The reopening of Disneyland Park and Disney California Adventure Park that was earlier scheduled for July 17 will be delayed until Disneyland receives an approval from state officials, the company said.
In late January, the pandemic started battering businesses across Disney’s global portfolio when the company shuttered Shanghai Disney Resort and Hong Kong Disneyland.
Last month, the company estimated that global lockdown measures aimed at tamping down the spread of the contagion slashed its profit by US$1.4-billion, mostly from its shuttered theme parks.
CEO John Peller will takeover his responsibilities on an interim basis, the company stated.

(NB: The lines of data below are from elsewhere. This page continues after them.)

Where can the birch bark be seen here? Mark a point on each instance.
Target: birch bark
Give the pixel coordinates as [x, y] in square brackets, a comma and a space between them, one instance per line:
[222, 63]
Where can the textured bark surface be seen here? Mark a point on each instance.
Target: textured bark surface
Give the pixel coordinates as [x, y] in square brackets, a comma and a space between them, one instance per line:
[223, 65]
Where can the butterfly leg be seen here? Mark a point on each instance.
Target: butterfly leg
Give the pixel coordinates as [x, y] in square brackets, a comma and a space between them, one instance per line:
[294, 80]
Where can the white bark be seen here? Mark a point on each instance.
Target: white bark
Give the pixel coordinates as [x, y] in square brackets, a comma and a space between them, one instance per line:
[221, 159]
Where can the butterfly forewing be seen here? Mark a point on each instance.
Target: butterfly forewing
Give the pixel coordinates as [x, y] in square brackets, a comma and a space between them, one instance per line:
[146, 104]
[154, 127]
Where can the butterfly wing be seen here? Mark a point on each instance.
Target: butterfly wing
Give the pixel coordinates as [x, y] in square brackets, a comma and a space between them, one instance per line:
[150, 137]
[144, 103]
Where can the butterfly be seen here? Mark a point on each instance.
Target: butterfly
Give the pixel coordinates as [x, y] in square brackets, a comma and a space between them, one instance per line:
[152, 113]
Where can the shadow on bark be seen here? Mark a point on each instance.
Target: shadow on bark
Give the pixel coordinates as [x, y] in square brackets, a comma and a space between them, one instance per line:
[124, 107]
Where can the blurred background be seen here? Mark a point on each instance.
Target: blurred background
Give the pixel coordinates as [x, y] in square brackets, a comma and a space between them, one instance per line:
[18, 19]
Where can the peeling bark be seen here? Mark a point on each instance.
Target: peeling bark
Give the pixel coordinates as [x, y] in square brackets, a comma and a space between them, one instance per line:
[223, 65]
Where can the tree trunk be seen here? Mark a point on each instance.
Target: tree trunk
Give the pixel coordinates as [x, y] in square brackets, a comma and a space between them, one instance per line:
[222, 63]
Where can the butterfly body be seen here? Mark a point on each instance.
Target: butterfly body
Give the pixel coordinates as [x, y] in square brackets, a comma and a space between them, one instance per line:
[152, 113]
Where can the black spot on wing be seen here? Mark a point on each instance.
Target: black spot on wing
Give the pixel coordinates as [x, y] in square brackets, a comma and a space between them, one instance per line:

Macy’s Inc. (M-N) slipped 4.7 per cent said on Thursday it would lay off about 3,900 employees in corporate and management positions to help lessen some of the financial strain of dwindling sales due to the COVID-19 pandemic.
The department store chain, which had about 123,000 employees at the end of January, said it expects to save about US$365-million in fiscal 2020 and about US$630-million on an annual basis as a result of these layoffs.
Macy’s in May estimated nearly US$1-billion in operating losses in its first quarter and said it would turn into a “smaller company” after the brick-and-mortar retail sector was brought to a virtual standstill by coronavirus-led lockdowns.
The company said on Thursday it had reduced staffing at its stores, supply chains and customer support network, and would adjust levels as sales recover. Macy’s said it would bring back most of its remaining furloughed employees in the first week of July.